Another week  has passed and at last we have a cool damp day and how lovely it is! The garden is surviving the heat and wind remarkably well compared to other gardens I have seen over the last few weeks. The high fence and density of the plants in the garden must help (as well as water of course) because we certainly cop some pretty fierce winds at times. The tomatoes are finally started to ripen- we had our first “big” pick today, the bought tomato plants are doing OK (but no-where near as good as other years), the self sown tomatoes are thriving.  We had to buy some heavy duty netting to stop the birds eating the tomatoes, they were even eating the green ones which is just not acceptable! The beans have been terrible this year, picked just a few handfuls – it’s amazing how different each growing season can be. I am enjoying the long thin eggplants this year more than the traditional large egg shape ones usually grown. The zucchinis just keep coming, I would like to know how many kilos we have picked, I made ANOTHER zucchini slice, ratatouille, grilled zucchini and have grated and then frozen some too (never done this before but I have been assured it works). The pumpkins are going nuts, not only are they rambling all through the garden they are climbing over the fences too. I do love pumpkin, it’s weird to think that in some countries pumpkin is not considered fit for human consumption. There have been some miracles in the garden this week – a self sown plant growing in the corner of the rose bed turns out to be a pomegranate. I have come so close to pulling it out many times but something stopped me – I have two bought pomegranates that cost $70 and this self sown one just pops up and in a good position; it can stay where it is I’d rather move a rose if I have to. The other miracle is the first cycad I bought that just didn’t do well, I’d moved it 3 times trying to revive it and had totally given up on it when bingo life appeared and now it’s got new fronds and looks happy.
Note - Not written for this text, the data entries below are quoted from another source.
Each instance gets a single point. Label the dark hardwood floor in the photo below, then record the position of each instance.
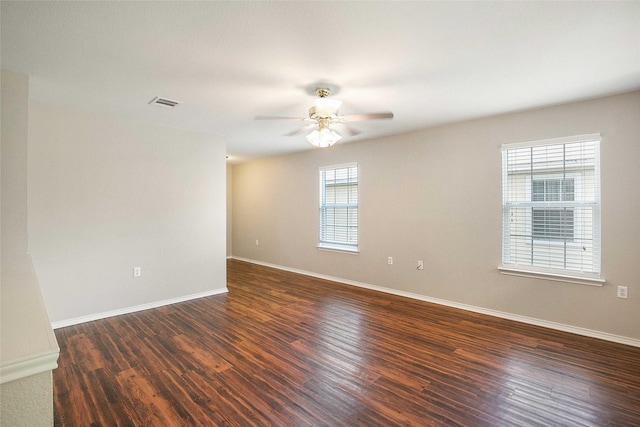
(282, 349)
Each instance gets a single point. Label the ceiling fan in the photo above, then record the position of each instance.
(323, 114)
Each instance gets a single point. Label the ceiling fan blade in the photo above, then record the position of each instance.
(368, 116)
(351, 131)
(278, 118)
(299, 130)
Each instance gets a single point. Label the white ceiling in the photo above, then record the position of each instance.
(428, 62)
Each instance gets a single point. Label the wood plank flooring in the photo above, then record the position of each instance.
(282, 349)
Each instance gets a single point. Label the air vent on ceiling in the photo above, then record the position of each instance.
(164, 102)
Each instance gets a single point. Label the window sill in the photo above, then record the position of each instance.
(548, 275)
(338, 248)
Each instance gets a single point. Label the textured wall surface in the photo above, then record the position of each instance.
(435, 195)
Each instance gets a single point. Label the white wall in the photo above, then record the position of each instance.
(109, 194)
(29, 347)
(435, 195)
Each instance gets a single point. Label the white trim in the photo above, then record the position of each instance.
(133, 309)
(504, 315)
(336, 247)
(523, 272)
(552, 141)
(29, 366)
(340, 166)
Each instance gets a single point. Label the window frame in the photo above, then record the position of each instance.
(340, 245)
(513, 266)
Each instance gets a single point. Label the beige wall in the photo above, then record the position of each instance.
(15, 95)
(229, 210)
(109, 194)
(435, 195)
(29, 349)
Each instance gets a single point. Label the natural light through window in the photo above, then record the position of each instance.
(338, 207)
(551, 206)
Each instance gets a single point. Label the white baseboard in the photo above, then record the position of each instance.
(127, 310)
(510, 316)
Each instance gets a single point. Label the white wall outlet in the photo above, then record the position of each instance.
(622, 292)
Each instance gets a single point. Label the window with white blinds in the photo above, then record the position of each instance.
(551, 206)
(338, 207)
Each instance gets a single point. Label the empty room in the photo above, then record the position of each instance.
(320, 213)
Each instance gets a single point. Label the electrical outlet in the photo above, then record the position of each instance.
(622, 292)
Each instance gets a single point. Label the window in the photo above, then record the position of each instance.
(552, 223)
(338, 207)
(551, 207)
Note the peppercorn tree pictured – this tree represents the heart of the property, we are very lucky to have such an established tree that gives our house lovely shade from the west, it’s like a gigantic living umbrella. Also pictured is our new espalier of citrus trees (lime, cumquat & pink grapefruit), the frame is attached to the garage over a walkway, we were inspired by the citrus growing over supports in Italy, it will look lovely when it fills in the wire and grows over the top to form a canopy, well that’s the plan!